Lets surprise Molly!!!! (sad update)

[bubie2.5]

I’ve been reading this little girl's Carepage and sending good vibes from a long time now. I don’t know her or her family, but they have dealt with so much that I’m amazed by her mother’s spirit.

I thought that maybe we can contribute to a good cause while surprising this little girl. I think of how happy she’ll be when a ton of Mickey’s closest friends leave ornaments in her tree and special messages.

Her lunch for life tree code is 19521 at http://www.lunchforlife.org/

Her carepage is mollycavera at www.carepages.com

 

[hentob]

Good idea!~

Last year, there was a mom who was a memeber of the DIS boards and her son had cancer I loved seeing his "tree" fill up with balls!

I forget who it was, but I would LOVE an update. Hope all is well with that little guy

But for today, I hope to fill up Molly's tree!

What a dreadful disease. I hate it

 

[bubie2.5]

Thanks Hentob!

 

[hentob]

This was the little guy....

http://www.disboards.com/showthread.php?t=967048&referrerid=&highlight=+Neuroblastoma

But now I am unsure if his mom was a member of the DIS or not? Maybe I am confused? Regardless--It seems that this little boy is in remission!!! How AWESOME is that!

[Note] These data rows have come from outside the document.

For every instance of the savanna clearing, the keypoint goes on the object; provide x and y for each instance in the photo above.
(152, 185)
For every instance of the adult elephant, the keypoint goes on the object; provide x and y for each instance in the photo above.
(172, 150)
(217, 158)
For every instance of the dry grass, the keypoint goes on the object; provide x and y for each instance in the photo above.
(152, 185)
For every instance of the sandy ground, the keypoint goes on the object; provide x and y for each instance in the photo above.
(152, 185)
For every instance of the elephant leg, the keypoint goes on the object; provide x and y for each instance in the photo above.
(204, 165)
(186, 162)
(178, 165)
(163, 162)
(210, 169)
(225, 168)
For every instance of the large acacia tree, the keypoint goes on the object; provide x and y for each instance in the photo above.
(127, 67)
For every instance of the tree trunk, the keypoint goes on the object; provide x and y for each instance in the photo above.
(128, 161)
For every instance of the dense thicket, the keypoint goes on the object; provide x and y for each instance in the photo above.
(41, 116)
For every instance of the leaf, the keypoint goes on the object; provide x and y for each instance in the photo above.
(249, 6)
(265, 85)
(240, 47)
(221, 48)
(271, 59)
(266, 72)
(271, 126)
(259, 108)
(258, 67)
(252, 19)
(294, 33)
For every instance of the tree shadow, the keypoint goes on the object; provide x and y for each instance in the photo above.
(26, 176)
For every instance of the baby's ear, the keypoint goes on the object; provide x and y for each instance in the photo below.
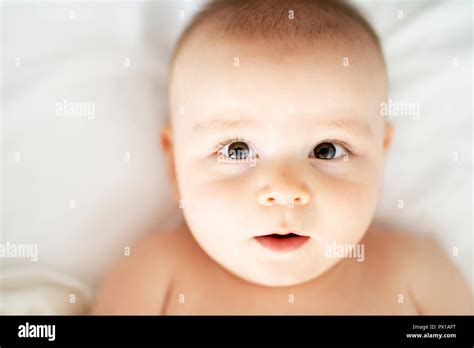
(388, 135)
(166, 142)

Come on Molly! You can beat this too!!

 

[hentob]

Bumping!

 

[zalansky]

I donated my lunch for tomorrow! Thanks for posting, and also I used your referral code. What a beautiful little girl.

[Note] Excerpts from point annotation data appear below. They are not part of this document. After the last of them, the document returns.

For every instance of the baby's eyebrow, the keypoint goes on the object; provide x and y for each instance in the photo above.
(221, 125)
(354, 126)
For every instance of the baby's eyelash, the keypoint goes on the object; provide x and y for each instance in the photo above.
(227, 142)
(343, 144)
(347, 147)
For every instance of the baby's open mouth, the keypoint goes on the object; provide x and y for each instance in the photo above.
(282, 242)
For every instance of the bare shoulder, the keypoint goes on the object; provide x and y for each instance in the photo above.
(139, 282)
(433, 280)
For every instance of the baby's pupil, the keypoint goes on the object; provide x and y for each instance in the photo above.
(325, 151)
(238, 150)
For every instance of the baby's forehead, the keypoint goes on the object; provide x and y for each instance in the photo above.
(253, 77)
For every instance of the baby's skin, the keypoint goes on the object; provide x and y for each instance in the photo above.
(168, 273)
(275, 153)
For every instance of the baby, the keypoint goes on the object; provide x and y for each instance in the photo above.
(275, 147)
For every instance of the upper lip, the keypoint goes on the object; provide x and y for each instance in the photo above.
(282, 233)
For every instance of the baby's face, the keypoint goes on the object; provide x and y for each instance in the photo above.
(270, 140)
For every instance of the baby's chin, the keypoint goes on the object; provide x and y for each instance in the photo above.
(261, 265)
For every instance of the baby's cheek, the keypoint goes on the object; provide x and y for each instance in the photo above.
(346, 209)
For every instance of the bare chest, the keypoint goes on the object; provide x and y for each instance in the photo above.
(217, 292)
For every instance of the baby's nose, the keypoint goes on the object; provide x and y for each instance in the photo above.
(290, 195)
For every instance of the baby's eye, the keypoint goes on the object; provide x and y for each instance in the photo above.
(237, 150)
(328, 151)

Come on DIS-er's! Let's fill up her tree!

 

[hentob]

I donated my lunch for tomorrow! Thanks for posting, and also I used your referral code. What a beautiful little girl.

Come on DIS-er's! Let's fill up her tree!

 

[Blueeyes101817]

Good idea!~

Last year, there was a mom who was a memeber of the DIS boards and her son had cancer I loved seeing his "tree" fill up with balls!

I forget who it was, but I would LOVE an update. Hope all is well with that little guy

But for today, I hope to fill up Molly's tree!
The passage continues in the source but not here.